The defense witness called by police general Vlastimir Djordjevic contends that in the spring of 1999, the KLA urged its fellow Albanians to leave Kosovo. At the same time, the Serbian police tried to convince them ‘nicely and politely’ to stay

Vukmir Mircic, defence witness of Vlastimir DjordjevicVukmir Mircic, defence witness of Vlastimir Djordjevic

In the first half of the examination-in chief of Vukmir Mircic, former police chief from municipality of Decani in Kosovo, the defense lawyer representing police general Vlastimir Djordjevic focused on issues the prosecution had dealt with in the case against the three former KLA commanders headed by Ramush Haradinaj. Aleksandar Popovic asked a series of questions about the KLA attacks on civilians and the police; Haradinaj purportedly led those attacks.

Vukmir Mircic explained that the police had operative intelligence that in early 1998 KLA headquarters was located in the village of Glodjani in the Haradinaj family property. Serbs were detained and tortured there, as were Albanians loyal to the Serbian authorities. Mircic said that some of their bodies were found in September 1998 in the Radonjic Lake canal.
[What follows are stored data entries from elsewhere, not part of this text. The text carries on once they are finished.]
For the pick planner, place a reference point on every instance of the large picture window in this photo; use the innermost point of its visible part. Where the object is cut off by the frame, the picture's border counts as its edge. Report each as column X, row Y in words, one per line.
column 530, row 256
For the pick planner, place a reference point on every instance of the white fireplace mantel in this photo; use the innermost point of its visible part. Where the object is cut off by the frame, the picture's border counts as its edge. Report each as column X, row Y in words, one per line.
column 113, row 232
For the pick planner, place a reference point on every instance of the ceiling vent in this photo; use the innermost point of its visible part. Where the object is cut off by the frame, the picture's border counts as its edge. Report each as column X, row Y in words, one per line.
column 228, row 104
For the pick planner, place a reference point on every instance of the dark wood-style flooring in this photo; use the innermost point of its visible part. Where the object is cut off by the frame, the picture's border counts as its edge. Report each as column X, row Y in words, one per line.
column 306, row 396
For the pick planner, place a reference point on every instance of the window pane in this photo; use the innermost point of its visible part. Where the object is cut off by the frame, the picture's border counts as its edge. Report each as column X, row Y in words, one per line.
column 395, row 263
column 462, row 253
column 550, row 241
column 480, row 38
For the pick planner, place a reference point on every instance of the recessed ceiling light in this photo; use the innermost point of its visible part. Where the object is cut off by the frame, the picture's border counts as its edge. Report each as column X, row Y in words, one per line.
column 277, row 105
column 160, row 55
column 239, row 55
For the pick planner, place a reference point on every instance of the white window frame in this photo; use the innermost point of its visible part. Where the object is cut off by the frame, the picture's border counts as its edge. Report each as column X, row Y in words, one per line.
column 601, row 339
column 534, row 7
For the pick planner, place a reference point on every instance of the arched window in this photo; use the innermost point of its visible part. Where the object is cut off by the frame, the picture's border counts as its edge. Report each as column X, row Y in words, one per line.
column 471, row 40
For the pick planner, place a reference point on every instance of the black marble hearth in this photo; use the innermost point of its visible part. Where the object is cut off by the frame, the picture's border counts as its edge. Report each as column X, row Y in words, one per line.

According to the police reports the defense showed today, the attacks on the police in the Decani municipality occurred most frequently in the village of Prilep on the road from Pec to Djakovica.

The defense then turned to the deportation of Kosovo Albanians in 1999, one of the counts in the indictment against Djordjevic. The witness denied that the police participated in that crime, shifting the blame on the KLA and NATO. Mircic claimed he saw many columns of Albanian refugees moving towards the border. They told him that they were fleeing in fear of NATO air strikes, the witness contended, adding that he tried to convince them ‘nicely and politely’ to stay in their homes but in most cases in vain.

Mircic and his policemen received reports that the KLA urged the Albanian population to flee Kosovo by spreading leaflets and in other ways. Their goal was to create a semblance of a humanitarian disaster that would be broadcast by the foreign media.

Trying to pals down General Djordjevic’s responsibility, the witness said that Djordjevic was not in charge of the Special Police Units’ actions in the province. The PJP units were under the control of the MUP Staff for Kosovo headed by Sreten Lukic. Mircic claimed he saw the accused in Kosovo only once in 1998. He never saw Djordjevic again, not in the spring and not in the summer of 1999, when many crimes were committed against Kosovo Albanians, as alleged in the indictment.

As the hearing drew to a close, the prosecution began cross-examining the witness.